Source: llama.cpp
Section: science
Priority: optional
Maintainer: Debian Deep Learning Team <debian-ai@lists.debian.org>
Uploaders: Christian Kastner <ckk@debian.org>
Standards-Version: 4.7.2
Vcs-Browser: https://salsa.debian.org/deeplearning-team/llama.cpp
Vcs-Git: https://salsa.debian.org/deeplearning-team/llama.cpp.git
Homepage: https://github.com/ggml-org/llama.cpp/
# We could B-D on libc6 (>= 2.33) to ensure support for Hardware Capabilities,
# but with our install layout, a lack of support means that the baseline
# version will be used in such a case.
Build-Depends: cmake,
               debhelper-compat (= 13),
               libcurl4-openssl-dev,
               libggml-cpu,
               pkgconf,
Rules-Requires-Root: no

Package: llama.cpp
Architecture: any
Multi-Arch: foreign
Depends: libggml-cpu (>= 0.0~git20250618)
            | libggml-backend (>= 0.0~git20250619),
         libggml-cpu (<< 0.0~git20250619)

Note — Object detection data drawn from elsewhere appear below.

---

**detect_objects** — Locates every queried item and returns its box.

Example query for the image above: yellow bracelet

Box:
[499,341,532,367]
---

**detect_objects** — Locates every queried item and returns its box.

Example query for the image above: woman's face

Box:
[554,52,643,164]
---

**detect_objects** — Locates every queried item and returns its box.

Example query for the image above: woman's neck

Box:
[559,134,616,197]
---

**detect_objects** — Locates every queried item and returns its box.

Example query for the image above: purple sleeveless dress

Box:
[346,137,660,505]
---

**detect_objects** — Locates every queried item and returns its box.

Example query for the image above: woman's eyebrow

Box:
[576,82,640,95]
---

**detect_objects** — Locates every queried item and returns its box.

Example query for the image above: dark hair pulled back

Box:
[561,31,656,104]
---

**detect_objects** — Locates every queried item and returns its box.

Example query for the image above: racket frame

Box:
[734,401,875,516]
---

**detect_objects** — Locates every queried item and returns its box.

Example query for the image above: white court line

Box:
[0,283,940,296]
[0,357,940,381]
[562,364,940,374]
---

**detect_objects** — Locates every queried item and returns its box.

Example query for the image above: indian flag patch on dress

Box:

            | libggml-backend (<< 0.0~git20250619),
         python3,
         ${misc:Depends},
         ${shlibs:Depends},
Description: LLM inference in C/C++
 The main goal of llama.cpp is to enable LLM inference with minimal setup and
 state-of-the-art performance on a wide range of hardware - locally and in the
 cloud.
 .
  * Plain C/C++ implementation without any dependencies
  * Apple silicon is a first-class citizen - optimized via ARM NEON, Accelerate
    and Metal frameworks
  * AVX, AVX2, AVX512 and AMX support for x86 architectures
  * 1.5-bit, 2-bit, 3-bit, 4-bit, 5-bit, 6-bit, and 8-bit integer quantization
    for faster inference and reduced memory use
  * Custom CUDA kernels for running LLMs on NVIDIA GPUs (support for AMD GPUs
    via HIP and Moore Threads MTT GPUs via MUSA)
  * Vulkan and SYCL backend support
  * CPU+GPU hybrid inference to partially accelerate models larger than the
    total VRAM capacity
 .
 The compute functionality is provided by ggml. By default, ggml's CPU backend
 is installed, but there are many other backends for CPUs and GPUs.